ECS Deployments with ecspresso

We use ecspresso to deploy new container images to ECS. This gives us precise control over the deployment. The flow is:

  1. The docker/bake job builds a new image and tags it with the $CI_COMMIT_SHA.
  2. The deploy_... job (e.g., deploy_grafana) runs.
  3. It pulls the cluster's current task definition using ecspresso init ....
  4. It uses sed to find the "image" key in the task definition and replace its tag with the $CI_COMMIT_SHA.
  5. It runs IMAGE_TAG=${CI_COMMIT_SHA} ecspresso deploy ... to register and deploy the new task definition.

Keeping Terraform and CI/CD in Sync

You may wonder: "If CI/CD deploys a new task definition, what happens when Terraform runs next?" This is handled by a key setting in our Terraform ECS service modules: track_latest = true. This tells Terraform, "Do not manage the task_definition ARN. Always assume the latest active revision is the one you should be tracking."

This prevents a "drift" where Terraform would try to revert the service to an older task definition just because the CI/CD pipeline deployed a new one.

  • CI/CD (ecspresso): Actively pushes new task definition revisions.
  • Terraform (track_latest): Passively accepts the latest revision as its state.

2. Pipeline Flow by Stage

This is the end-to-end execution order of the pipeline.

verify Stage

Purpose: Linting and formatting checks. Runs on merge requests.

  • tf/format: Checks that all .tf files are correctly formatted.
  • alloy/format: Checks that all .alloy files in alloy/config/ are formatted.
  • validate/dashboards: Validates all dashboards, after generation, to ensure all dashboard JSON files are valid.

build Stage

Purpose: Build and push container images. Runs on main branch and MRs.

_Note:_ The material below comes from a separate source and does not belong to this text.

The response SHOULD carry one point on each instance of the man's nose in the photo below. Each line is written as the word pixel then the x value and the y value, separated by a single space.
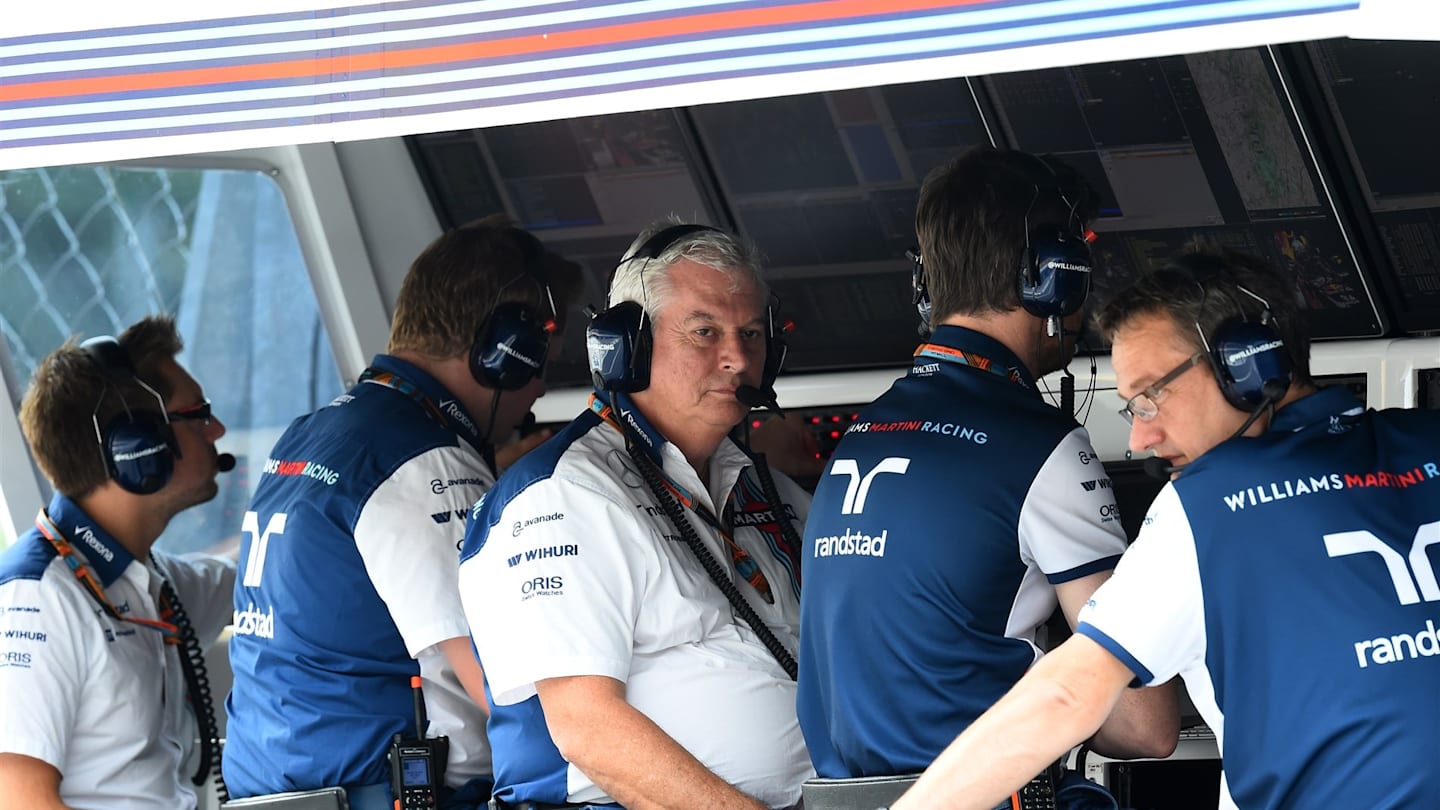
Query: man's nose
pixel 1144 435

  • docker/bake: This job builds and pushes all container images defined in docker-bake.hcl (Alloy, Grafana, etc.).
  • On MRs: It builds but does not push to ECR.
  • On main: It builds and pushes, tagging the image with both :latest and the $CI_COMMIT_SHA.

trigger Stage

Purpose: Run Terraform child pipelines to update infrastructure.

  • tf/infrastructure: Triggers the Terraform pipeline for the main infrastructure/ directory. This runs first.
  • tf/grafana_datasources: Triggers the Terraform pipeline for Grafana provisioning. This job needs the tf/infrastructure job, ensuring it only runs after the core infra is applied.

deploy Stage

Purpose: Deploy applications and configurations. Runs on main branch only.

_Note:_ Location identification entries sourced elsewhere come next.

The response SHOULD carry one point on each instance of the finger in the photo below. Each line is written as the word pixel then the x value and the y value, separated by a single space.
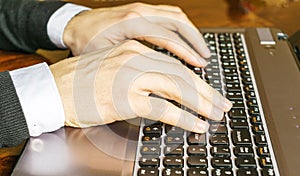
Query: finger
pixel 174 88
pixel 174 19
pixel 164 111
pixel 151 61
pixel 164 38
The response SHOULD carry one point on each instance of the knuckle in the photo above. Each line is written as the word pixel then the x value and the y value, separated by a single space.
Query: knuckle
pixel 131 14
pixel 137 6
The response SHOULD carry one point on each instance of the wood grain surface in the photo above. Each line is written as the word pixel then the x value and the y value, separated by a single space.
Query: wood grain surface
pixel 203 13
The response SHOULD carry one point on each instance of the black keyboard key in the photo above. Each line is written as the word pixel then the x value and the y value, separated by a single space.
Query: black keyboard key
pixel 173 130
pixel 241 151
pixel 245 162
pixel 239 123
pixel 230 72
pixel 218 129
pixel 253 110
pixel 148 171
pixel 219 139
pixel 152 129
pixel 149 161
pixel 256 119
pixel 174 140
pixel 197 172
pixel 265 162
pixel 263 151
pixel 222 172
pixel 218 151
pixel 220 162
pixel 195 138
pixel 173 172
pixel 237 103
pixel 151 139
pixel 237 113
pixel 250 94
pixel 241 137
pixel 150 150
pixel 223 121
pixel 258 128
pixel 268 172
pixel 260 139
pixel 233 87
pixel 174 150
pixel 248 87
pixel 247 172
pixel 149 122
pixel 234 95
pixel 173 161
pixel 252 102
pixel 197 161
pixel 196 150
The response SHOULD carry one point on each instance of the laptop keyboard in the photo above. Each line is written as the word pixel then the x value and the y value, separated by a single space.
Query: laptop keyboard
pixel 237 145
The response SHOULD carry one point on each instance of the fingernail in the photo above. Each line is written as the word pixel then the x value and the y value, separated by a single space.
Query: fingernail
pixel 207 52
pixel 201 126
pixel 228 105
pixel 203 62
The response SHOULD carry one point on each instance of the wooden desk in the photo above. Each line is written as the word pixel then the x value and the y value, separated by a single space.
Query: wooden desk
pixel 204 13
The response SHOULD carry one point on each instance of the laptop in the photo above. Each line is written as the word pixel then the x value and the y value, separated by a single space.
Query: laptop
pixel 256 68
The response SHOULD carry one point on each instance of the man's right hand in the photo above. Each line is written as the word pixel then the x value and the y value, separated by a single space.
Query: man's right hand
pixel 114 84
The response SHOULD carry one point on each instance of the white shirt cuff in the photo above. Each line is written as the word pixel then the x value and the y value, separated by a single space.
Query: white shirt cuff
pixel 59 20
pixel 39 98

These jobs use the changes: keyword to ensure they only run when their specific code is modified.

  • deploy_cloudwatch_metrics_collector:
  • Trigger: Changes to alloy/
  • Action: Runs ecspresso deploy for the sre-${ENV}-cloudwatch-metrics-collector service.

  • deploy_metrics_proxy:

  • Trigger: Changes to alloy/
  • Action: Runs ecspresso deploy for the sre-${ENV}-metrics-proxy service.

  • deploy_grafana:

  • Trigger: Changes to grafana/
  • Action: Runs ecspresso deploy for the sre-${ENV}-grafana service.

  • deploy/dashboards:

  • Trigger: Changes to dashboards/
  • Action: Connects to the bastion and runs mise run dashboards:push to sync all dashboards to Grafana.

cleanup Stage

Purpose: Remove stale or unmanaged resources. Runs on main branch only.

  • cleanup/grafana:
  • Trigger: Changes to dashboards/
  • Action: Connects to the bastion and runs mise run dashboards:prune. This is critical: it deletes any dashboards and empty folders in Grafana that are not present in the dashboards/ directory, ensuring this repo is the single source of truth.